The standard model of physics has problems. Until recently, one of these problems was the lack of correct accounting of the mass of neutrinos. Previous studies have estimated the mass, but there has not before been a precise measurement. New observations have helped solve that dilemma by calculating the mass of neutrinos for the first time.  The study was completed by Richard Battye and Adam Moss and was published in Physical Review Letters.

The Planck spacecraft observes the directional-dependent aspects of Cosmic Microwave Background (CMB). The CMB is the radiation that was formed shortly after the Big Bang and is used to help measure age and matter in the Universe. The CMB is not homogenous and sometimes large galaxies can interfere with the signal. 

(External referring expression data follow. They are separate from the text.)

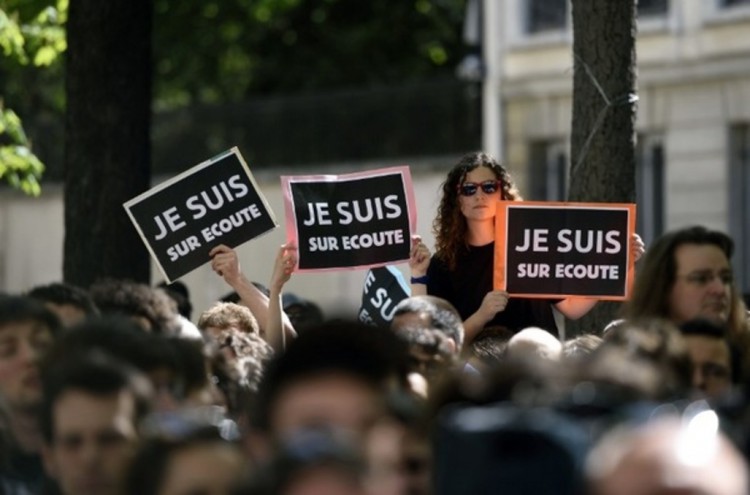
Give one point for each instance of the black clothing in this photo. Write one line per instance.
(466, 286)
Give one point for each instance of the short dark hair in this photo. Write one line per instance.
(94, 373)
(17, 309)
(126, 297)
(372, 355)
(658, 270)
(62, 293)
(442, 315)
(704, 327)
(149, 466)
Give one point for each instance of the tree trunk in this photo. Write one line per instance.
(603, 138)
(107, 148)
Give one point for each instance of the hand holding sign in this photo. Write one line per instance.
(350, 221)
(224, 261)
(286, 261)
(419, 257)
(637, 247)
(217, 202)
(494, 302)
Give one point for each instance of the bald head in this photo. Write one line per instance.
(534, 343)
(668, 457)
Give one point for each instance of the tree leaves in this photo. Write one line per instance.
(40, 42)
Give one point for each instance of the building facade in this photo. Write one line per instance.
(693, 115)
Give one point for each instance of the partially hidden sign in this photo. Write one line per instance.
(551, 249)
(383, 289)
(215, 202)
(350, 221)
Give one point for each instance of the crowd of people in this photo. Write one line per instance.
(119, 389)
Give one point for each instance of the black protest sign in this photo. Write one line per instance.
(215, 202)
(384, 288)
(564, 249)
(350, 221)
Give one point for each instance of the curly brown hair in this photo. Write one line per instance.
(450, 225)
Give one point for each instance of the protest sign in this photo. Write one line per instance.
(215, 202)
(384, 288)
(548, 249)
(350, 221)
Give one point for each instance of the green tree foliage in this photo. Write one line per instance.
(31, 35)
(217, 50)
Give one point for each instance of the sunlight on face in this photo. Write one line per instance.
(480, 206)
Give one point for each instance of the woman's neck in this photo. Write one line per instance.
(480, 233)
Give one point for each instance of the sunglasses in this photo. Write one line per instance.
(471, 188)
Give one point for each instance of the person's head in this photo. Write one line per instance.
(151, 308)
(27, 331)
(578, 347)
(489, 345)
(92, 405)
(71, 304)
(646, 358)
(470, 191)
(311, 462)
(180, 294)
(245, 356)
(534, 343)
(432, 330)
(179, 372)
(710, 355)
(198, 461)
(333, 375)
(223, 316)
(669, 456)
(686, 274)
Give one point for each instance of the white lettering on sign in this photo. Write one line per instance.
(601, 272)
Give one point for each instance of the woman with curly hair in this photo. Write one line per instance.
(461, 269)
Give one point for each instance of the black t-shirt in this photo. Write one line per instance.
(466, 286)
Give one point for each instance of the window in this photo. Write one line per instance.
(739, 201)
(549, 171)
(546, 15)
(649, 176)
(652, 7)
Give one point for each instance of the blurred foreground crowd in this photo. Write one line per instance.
(113, 390)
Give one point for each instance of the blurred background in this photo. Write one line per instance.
(337, 86)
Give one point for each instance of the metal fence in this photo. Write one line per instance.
(425, 119)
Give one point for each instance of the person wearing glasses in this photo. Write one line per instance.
(687, 274)
(461, 269)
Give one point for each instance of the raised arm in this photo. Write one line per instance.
(286, 260)
(419, 261)
(225, 262)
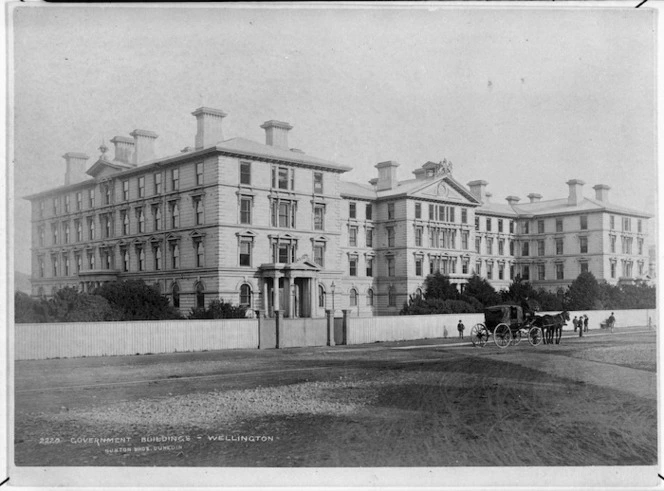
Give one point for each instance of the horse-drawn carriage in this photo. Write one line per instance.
(507, 324)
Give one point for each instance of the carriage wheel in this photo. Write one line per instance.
(479, 335)
(502, 335)
(535, 336)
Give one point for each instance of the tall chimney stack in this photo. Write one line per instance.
(575, 192)
(387, 175)
(124, 149)
(477, 189)
(602, 192)
(76, 167)
(143, 145)
(208, 126)
(276, 133)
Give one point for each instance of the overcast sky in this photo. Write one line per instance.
(525, 99)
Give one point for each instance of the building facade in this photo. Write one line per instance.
(267, 226)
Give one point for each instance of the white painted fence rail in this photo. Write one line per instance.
(77, 339)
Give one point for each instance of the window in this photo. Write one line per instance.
(199, 174)
(419, 231)
(353, 297)
(157, 183)
(245, 252)
(321, 296)
(198, 207)
(176, 295)
(245, 295)
(175, 179)
(283, 213)
(175, 215)
(200, 253)
(282, 178)
(319, 217)
(141, 220)
(352, 236)
(319, 253)
(200, 296)
(370, 297)
(124, 253)
(559, 247)
(390, 266)
(369, 263)
(390, 236)
(352, 265)
(245, 173)
(318, 182)
(245, 209)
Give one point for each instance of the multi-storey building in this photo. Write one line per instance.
(268, 226)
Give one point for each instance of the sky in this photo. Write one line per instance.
(523, 98)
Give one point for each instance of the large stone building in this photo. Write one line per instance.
(268, 226)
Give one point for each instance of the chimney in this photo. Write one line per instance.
(143, 145)
(602, 192)
(76, 167)
(208, 126)
(575, 192)
(477, 189)
(387, 175)
(276, 133)
(124, 149)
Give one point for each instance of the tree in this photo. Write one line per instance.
(583, 293)
(438, 286)
(137, 301)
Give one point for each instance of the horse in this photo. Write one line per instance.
(552, 325)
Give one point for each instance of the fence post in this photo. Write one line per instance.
(330, 327)
(344, 329)
(278, 315)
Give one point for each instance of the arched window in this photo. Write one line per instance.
(200, 296)
(353, 297)
(321, 296)
(245, 295)
(176, 295)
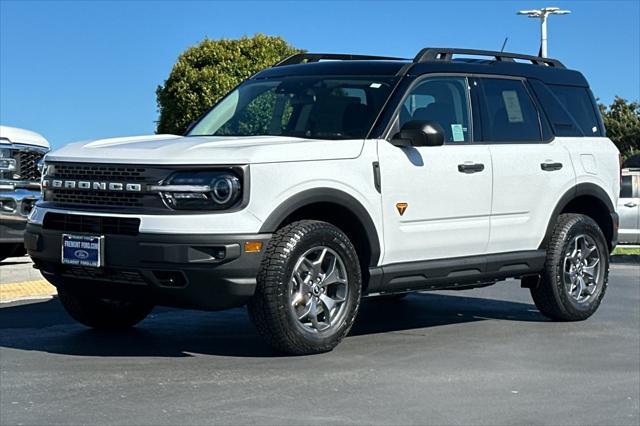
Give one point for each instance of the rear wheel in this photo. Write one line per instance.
(576, 270)
(308, 290)
(99, 313)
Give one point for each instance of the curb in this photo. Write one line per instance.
(26, 290)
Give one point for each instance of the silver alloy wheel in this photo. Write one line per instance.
(582, 268)
(318, 289)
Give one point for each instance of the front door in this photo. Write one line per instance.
(436, 201)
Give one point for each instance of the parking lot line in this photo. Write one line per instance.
(25, 289)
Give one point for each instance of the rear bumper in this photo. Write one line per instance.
(191, 271)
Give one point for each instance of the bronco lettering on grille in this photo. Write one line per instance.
(91, 185)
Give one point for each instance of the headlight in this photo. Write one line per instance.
(201, 190)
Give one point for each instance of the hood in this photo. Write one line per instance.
(22, 136)
(202, 150)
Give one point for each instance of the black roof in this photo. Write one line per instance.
(429, 60)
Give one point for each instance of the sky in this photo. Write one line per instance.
(78, 70)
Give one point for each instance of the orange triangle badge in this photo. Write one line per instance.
(401, 207)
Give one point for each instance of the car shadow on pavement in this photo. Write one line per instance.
(45, 327)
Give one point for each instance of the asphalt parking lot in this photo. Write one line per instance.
(482, 356)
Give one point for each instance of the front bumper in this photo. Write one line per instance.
(165, 269)
(15, 206)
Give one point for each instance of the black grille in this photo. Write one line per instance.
(108, 198)
(27, 165)
(102, 200)
(99, 172)
(91, 224)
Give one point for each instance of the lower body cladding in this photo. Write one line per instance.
(210, 272)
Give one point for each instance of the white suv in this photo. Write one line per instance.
(330, 177)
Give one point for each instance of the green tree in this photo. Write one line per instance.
(209, 70)
(622, 121)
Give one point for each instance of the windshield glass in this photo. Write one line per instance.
(305, 107)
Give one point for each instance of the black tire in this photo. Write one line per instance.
(102, 314)
(8, 250)
(270, 308)
(551, 296)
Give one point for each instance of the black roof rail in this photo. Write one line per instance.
(303, 58)
(435, 54)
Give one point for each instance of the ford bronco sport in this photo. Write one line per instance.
(326, 178)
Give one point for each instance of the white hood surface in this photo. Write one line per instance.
(203, 150)
(22, 136)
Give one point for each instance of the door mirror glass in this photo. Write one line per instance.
(419, 133)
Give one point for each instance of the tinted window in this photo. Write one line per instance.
(304, 107)
(509, 114)
(577, 100)
(562, 122)
(444, 100)
(626, 187)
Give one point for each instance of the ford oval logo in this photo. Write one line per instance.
(81, 254)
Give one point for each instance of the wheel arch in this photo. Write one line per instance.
(591, 200)
(336, 207)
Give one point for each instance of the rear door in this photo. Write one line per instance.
(529, 175)
(629, 209)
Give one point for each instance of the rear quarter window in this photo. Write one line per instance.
(577, 102)
(509, 114)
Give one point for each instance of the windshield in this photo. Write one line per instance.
(305, 107)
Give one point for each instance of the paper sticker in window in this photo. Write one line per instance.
(512, 106)
(457, 132)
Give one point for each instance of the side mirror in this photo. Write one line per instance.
(419, 133)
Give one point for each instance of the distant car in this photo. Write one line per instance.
(629, 207)
(20, 152)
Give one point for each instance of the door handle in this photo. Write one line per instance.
(470, 168)
(550, 167)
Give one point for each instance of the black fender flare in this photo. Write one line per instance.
(326, 195)
(585, 188)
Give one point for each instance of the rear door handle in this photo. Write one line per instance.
(470, 168)
(550, 167)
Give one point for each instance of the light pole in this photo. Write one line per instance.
(542, 14)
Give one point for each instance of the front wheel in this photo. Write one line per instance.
(105, 314)
(576, 270)
(308, 291)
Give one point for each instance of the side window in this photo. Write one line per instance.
(577, 100)
(626, 187)
(444, 100)
(509, 114)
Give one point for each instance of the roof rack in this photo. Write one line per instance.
(303, 58)
(435, 54)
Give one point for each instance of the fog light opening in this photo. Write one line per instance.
(170, 278)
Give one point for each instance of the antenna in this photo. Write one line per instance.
(506, 39)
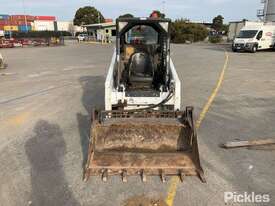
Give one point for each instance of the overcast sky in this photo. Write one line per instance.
(198, 10)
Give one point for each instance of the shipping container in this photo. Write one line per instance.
(2, 33)
(4, 16)
(14, 22)
(24, 28)
(11, 28)
(45, 18)
(44, 25)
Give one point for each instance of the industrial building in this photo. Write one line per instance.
(25, 23)
(102, 31)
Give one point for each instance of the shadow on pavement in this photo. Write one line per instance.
(45, 151)
(92, 98)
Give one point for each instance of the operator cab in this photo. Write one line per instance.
(143, 46)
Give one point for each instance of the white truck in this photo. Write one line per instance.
(255, 37)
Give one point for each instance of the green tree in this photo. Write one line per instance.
(218, 23)
(88, 15)
(182, 31)
(126, 16)
(160, 15)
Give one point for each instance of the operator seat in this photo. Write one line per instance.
(141, 68)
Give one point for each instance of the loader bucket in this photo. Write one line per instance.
(146, 143)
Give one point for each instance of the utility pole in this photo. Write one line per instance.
(163, 6)
(24, 9)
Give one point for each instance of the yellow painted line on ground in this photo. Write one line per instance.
(19, 119)
(175, 180)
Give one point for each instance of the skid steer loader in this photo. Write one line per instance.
(142, 130)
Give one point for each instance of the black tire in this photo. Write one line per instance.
(254, 49)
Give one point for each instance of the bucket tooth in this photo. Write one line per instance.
(124, 176)
(105, 175)
(162, 176)
(143, 176)
(182, 175)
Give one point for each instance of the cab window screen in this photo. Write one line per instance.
(142, 34)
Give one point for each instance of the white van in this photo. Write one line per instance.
(255, 37)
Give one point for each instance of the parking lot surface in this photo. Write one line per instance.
(47, 95)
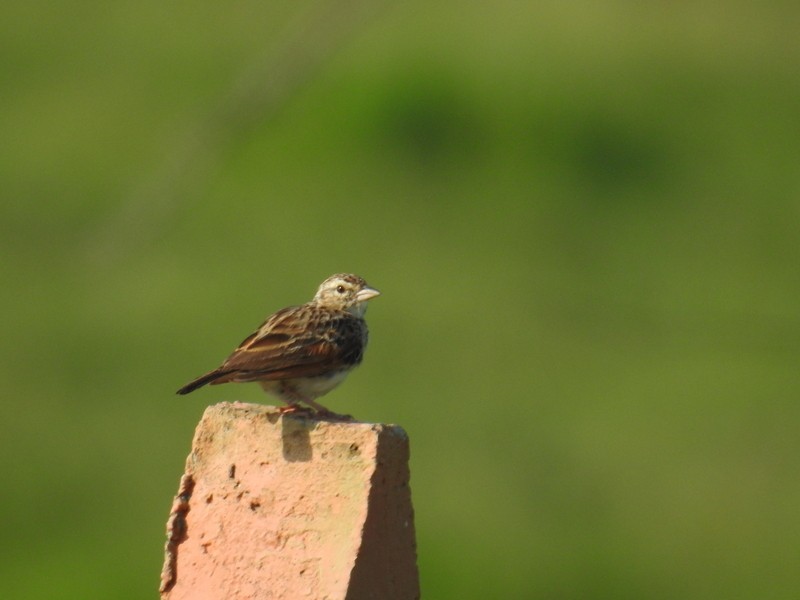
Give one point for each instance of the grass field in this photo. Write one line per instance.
(584, 219)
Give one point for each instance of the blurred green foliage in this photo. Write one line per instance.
(584, 219)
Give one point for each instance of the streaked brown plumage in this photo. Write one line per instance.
(302, 352)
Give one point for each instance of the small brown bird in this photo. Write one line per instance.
(302, 352)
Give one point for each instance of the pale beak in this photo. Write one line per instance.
(366, 294)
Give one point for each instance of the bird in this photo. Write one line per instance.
(302, 352)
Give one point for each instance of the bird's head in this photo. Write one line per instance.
(345, 292)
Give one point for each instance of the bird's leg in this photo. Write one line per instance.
(327, 413)
(292, 408)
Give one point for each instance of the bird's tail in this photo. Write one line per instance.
(202, 380)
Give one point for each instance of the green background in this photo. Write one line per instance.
(584, 218)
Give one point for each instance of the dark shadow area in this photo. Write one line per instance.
(296, 439)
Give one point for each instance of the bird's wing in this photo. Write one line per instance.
(298, 342)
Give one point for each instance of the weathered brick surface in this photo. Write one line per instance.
(289, 507)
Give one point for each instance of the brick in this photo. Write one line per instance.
(278, 506)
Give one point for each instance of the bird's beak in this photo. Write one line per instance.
(366, 294)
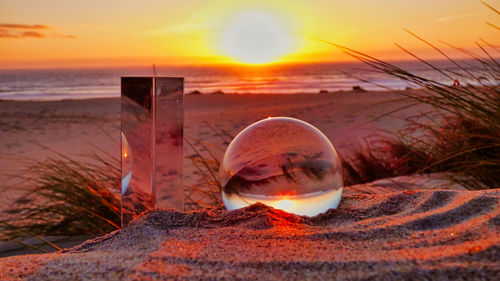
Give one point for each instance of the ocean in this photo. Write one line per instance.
(85, 83)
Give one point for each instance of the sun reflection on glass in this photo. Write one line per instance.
(284, 163)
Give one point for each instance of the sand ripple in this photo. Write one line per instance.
(409, 235)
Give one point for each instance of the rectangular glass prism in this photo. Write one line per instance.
(152, 144)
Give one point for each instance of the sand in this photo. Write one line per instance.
(72, 127)
(392, 229)
(410, 235)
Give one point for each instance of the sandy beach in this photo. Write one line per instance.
(386, 230)
(37, 130)
(410, 235)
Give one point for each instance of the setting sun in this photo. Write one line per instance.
(256, 38)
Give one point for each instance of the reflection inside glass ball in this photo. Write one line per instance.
(284, 163)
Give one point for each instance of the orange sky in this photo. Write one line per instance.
(55, 33)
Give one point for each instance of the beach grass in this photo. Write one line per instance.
(459, 136)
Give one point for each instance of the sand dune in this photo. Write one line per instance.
(410, 235)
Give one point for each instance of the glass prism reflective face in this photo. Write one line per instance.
(152, 154)
(282, 162)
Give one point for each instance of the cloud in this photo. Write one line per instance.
(459, 16)
(12, 30)
(24, 26)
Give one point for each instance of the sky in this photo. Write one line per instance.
(61, 33)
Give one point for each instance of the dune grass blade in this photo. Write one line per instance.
(460, 136)
(66, 197)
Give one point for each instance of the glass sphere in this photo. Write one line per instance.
(284, 163)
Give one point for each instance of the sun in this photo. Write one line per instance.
(256, 38)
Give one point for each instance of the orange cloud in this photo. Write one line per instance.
(24, 26)
(12, 30)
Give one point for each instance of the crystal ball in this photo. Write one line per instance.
(284, 163)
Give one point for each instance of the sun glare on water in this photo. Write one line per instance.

Neutrinos are weakly-interacting sub-atomic particles that do not carry an electric charge, which makes them incredibly difficult to study. Because their special properties they do not readily react with normal matter and travel at near-light speed. In fact, neutrinos would be able to travel through a block of lead over a light year long and half of them still wouldn't slow down to a stop. Neutrinos come in three types, named for their associated lepton at formation: electron neutrinos, muon neutrinos, and tau neutrinos. Neutrinos have been suspected of playing a role in the inconsistencies of the CMB.

Recently, Battye was using gravitational lensing to observe distant galaxies and noticed that the resulting signal was weaker than anticipated. In order to reconcile the predicted model with the observations, neutrinos would have to be massive. If neutrinos has enough mass, they would be able to influence the formation of large structures like galaxies and could be further implicated in manipulating the CMB. Previous estimates had put the sum of the masses of the neutrino at about 0.06 eV, though these new calculations show that the sum is much higher, at 0.320 +/- 0.081 eV. For a comparison, a single proton is right about 938000000 eV.

These new calculations for the mass of a neutrino will extend our knowledge into the world of particle physics as well as expand upon the standard model of cosmology. With a better model, physicists will be able to make better predictions when carrying out experiments to further explore our Universe.